Они разговорились, медленно бредя с кладбища по тропинке, убегающей в деревню. И Виктора понесло, будто прорвало давнюю плотину. Он исповедался ей во всех своих ошибках, рассказал о роковой путанице, о том, что именно её, свою Лену, он мечтал назвать своей женой в тот далёкий летний день.

— Всё правильно тогда вышло, Виктор, — сказала она, и её ясные, мудрые глаза смотрели на него прямо и открыто. — Ты правильно поступил, что женился на Лене. Ты бы ей всю жизнь мог исковеркать своим нежеланием. А так — двое сыновей у тебя выросло, я слыхала, славные ребята. У меня тоже двое: сын да дочка. В городе живут, меня к себе звали, на покой…

— Выходи за меня, Лена! — вырвалось у него, и он, не помня себя, опустился на колени прямо у её калитки, вдавив колени в мягкую землю. — Правда, ну, сколько же нам ещё ждать? Выходи, а? Я ведь тебя одну, всю свою жизнь, в самом сердце носил!

Спустя месяц они тихо расписались в сельсовете. Никаких пышных пиршеств не устраивали, лишь сообщили радостную весть детям. А ещё через год Лена, к изумлению всей деревни, родила двойню. Виктор будто заново родился. Он воспрял духом, расцвёл, словно иссохший куст после долгожданного, обильного ливня.

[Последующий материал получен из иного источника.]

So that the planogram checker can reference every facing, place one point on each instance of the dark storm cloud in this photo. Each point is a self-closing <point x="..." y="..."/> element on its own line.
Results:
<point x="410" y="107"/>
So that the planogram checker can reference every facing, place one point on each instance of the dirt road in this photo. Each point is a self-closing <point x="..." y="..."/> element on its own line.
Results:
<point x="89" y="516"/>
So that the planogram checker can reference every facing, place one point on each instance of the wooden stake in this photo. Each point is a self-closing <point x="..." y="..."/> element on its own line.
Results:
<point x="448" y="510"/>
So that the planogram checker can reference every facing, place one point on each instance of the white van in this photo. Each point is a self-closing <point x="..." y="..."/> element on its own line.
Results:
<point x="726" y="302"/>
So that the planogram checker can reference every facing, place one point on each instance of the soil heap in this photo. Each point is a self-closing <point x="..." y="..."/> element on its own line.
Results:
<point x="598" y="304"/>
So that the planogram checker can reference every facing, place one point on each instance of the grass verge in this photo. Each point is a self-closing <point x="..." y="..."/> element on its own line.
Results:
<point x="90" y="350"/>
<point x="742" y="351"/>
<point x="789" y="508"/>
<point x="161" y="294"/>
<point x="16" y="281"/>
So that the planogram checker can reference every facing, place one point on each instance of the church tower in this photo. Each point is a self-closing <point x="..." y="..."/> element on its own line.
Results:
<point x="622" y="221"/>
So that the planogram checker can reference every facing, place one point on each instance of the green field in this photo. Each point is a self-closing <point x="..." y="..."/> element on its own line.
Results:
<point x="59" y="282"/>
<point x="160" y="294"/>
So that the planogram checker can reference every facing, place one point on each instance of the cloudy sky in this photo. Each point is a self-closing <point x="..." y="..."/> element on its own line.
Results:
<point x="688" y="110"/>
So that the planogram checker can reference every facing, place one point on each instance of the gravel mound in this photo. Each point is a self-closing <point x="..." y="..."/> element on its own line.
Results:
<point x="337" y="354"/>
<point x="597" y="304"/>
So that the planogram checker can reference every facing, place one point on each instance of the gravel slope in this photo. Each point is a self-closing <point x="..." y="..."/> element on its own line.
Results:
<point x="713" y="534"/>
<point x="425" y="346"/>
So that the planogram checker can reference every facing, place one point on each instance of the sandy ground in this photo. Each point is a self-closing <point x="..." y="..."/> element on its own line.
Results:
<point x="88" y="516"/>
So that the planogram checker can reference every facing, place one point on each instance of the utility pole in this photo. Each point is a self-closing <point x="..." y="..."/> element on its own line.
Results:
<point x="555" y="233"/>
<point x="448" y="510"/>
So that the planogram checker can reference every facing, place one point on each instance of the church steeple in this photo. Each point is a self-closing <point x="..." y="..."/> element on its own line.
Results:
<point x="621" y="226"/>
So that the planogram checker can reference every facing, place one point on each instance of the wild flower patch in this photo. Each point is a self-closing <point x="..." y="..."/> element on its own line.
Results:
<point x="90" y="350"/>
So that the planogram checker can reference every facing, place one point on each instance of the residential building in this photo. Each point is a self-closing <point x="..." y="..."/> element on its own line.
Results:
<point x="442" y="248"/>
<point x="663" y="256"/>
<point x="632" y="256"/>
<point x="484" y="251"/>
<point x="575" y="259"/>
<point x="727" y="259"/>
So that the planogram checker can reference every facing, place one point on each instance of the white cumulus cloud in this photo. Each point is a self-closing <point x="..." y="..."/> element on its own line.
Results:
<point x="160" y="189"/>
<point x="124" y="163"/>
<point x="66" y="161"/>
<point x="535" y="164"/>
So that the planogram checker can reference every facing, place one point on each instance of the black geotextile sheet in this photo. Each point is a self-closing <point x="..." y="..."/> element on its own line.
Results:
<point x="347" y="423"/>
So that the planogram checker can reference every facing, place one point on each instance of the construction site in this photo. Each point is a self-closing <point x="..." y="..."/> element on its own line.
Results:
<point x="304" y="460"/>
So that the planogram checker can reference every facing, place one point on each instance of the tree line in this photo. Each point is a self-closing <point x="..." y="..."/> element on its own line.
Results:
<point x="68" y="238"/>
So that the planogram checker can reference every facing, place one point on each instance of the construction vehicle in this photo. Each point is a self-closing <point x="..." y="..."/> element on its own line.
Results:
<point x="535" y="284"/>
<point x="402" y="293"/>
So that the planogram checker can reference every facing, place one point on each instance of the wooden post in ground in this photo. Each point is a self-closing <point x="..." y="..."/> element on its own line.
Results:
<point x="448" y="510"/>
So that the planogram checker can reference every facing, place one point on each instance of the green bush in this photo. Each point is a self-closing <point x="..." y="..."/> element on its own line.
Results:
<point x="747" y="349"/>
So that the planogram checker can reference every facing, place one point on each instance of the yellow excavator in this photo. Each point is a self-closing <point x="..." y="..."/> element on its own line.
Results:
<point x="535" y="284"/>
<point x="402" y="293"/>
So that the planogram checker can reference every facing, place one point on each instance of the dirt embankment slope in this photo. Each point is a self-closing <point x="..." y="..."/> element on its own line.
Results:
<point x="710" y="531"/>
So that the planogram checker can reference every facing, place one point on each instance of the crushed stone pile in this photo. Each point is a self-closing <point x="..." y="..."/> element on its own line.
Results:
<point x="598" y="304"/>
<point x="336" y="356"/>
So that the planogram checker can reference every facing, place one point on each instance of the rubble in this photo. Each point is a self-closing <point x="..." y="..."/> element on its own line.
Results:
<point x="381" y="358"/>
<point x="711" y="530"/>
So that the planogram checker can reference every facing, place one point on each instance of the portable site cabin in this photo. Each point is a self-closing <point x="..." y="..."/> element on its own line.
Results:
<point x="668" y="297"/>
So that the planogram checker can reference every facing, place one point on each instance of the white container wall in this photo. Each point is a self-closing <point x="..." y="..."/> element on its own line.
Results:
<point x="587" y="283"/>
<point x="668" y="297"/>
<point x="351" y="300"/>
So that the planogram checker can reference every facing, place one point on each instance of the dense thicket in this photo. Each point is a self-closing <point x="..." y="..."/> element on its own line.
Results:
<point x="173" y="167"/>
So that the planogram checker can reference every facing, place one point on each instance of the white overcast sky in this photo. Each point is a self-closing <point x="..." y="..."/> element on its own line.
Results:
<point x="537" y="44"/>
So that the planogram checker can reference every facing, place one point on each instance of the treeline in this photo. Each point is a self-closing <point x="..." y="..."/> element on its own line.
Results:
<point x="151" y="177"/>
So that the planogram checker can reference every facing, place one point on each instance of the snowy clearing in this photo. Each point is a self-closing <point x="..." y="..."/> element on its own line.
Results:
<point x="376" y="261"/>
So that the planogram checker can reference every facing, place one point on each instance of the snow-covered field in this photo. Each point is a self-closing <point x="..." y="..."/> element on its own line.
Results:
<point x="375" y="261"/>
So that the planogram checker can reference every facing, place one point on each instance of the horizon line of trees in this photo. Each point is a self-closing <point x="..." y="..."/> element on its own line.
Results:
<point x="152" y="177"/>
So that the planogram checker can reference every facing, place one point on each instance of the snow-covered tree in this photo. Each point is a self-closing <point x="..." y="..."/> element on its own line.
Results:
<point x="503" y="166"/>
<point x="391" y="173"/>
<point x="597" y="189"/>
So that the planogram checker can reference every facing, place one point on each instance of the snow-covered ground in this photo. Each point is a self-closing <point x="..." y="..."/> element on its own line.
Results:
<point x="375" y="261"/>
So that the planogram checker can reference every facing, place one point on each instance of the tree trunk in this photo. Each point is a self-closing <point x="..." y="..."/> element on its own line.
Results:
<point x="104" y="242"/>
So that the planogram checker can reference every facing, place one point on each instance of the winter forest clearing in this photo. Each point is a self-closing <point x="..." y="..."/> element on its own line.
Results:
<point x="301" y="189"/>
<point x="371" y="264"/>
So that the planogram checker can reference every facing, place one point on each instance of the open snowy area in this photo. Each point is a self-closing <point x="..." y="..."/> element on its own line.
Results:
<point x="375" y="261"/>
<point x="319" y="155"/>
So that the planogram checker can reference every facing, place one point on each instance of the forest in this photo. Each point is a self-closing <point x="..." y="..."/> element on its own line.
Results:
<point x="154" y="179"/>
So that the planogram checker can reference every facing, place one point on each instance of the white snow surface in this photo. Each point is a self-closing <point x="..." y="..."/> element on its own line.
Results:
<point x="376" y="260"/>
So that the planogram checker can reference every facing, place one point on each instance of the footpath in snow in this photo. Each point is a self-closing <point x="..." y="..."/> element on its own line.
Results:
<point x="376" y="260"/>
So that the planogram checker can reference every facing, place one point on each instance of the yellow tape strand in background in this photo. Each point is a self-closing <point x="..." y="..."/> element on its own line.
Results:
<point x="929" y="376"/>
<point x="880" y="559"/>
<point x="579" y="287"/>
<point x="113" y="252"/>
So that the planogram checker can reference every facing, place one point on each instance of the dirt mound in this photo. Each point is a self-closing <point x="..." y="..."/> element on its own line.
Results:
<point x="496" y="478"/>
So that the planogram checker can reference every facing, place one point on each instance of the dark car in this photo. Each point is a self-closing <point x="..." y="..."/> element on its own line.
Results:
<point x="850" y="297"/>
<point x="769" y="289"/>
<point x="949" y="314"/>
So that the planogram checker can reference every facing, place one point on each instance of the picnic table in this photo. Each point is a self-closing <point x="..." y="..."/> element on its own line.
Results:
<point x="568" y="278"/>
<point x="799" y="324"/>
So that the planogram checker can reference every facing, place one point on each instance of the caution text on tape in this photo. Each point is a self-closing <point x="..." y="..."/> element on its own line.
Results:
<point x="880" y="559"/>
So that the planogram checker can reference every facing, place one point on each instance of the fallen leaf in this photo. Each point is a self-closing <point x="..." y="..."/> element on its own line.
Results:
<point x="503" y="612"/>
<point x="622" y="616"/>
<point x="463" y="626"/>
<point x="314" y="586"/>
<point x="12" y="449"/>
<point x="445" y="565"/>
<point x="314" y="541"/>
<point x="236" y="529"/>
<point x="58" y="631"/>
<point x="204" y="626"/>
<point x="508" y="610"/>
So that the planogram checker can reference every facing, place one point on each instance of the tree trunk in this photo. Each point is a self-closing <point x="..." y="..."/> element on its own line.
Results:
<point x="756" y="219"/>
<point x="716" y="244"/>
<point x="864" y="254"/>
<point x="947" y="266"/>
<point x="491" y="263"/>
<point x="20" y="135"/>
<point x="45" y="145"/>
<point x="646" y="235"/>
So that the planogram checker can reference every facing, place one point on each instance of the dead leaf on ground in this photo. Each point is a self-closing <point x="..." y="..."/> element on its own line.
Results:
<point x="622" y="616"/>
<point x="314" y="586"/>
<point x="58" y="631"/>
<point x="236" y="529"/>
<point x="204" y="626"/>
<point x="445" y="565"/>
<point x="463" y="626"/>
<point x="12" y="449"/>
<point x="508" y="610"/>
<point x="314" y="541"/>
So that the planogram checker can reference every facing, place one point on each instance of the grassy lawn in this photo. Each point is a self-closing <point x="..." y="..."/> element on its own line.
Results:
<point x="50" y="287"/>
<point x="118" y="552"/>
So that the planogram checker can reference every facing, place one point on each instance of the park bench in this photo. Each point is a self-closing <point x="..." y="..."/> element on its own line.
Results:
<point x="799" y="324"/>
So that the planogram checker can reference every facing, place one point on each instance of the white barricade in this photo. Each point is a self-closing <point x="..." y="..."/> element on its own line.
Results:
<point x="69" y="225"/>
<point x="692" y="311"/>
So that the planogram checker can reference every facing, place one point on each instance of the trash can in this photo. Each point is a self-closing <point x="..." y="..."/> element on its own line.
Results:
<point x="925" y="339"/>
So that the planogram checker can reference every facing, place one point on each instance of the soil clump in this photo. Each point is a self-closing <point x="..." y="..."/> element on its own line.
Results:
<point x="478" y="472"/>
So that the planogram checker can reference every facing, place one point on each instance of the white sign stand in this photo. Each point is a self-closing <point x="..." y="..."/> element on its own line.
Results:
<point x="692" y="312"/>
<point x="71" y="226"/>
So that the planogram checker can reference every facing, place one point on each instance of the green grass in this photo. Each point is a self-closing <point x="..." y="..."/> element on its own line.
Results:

Звонкий детский смех и любимый, нежный голос жены наполнили его некогда пустой и безрадостный дом до краёв теплом, счастьем и самой жизнью.

— Виктор, кваску холодного не хочешь? — тихий, ласковый голос жены вывел его из задумчивости. Она протягивала ему глиняную кружку, с которой стекали прозрачные капли. — Жара сегодня невыносимая… Смотри, как сладко спят наши крошки…

Он жадно сделал несколько глотков, ощущая, как живительная прохлада разливается по усталому телу. Протянул Лене пустую посуду, и их пальцы ненадолго встретились в тёплом рукопожатии. Улыбаясь, он с нежностью посмотрел на двойняшек, безмятежно спящих в тени берёзы. Они сидели, тесно прижавшись друг к другу, и в этом простом жесте была вся полнота мира. Он обнял свою супругу, притянул её к себе, ощутив знакомое и родное тепло. Он был счастлив. Счастлив так, как может быть счастлив лишь человек, прошедший через долгие годы тоски и заблуждений, чтобы в итоге обрести своё настоящее, единственное и прекрасное предназначение. И эта тихая, глубокая радость была подобна полноводной реке, несущей свои чистые воды в бескрайний океан вечности.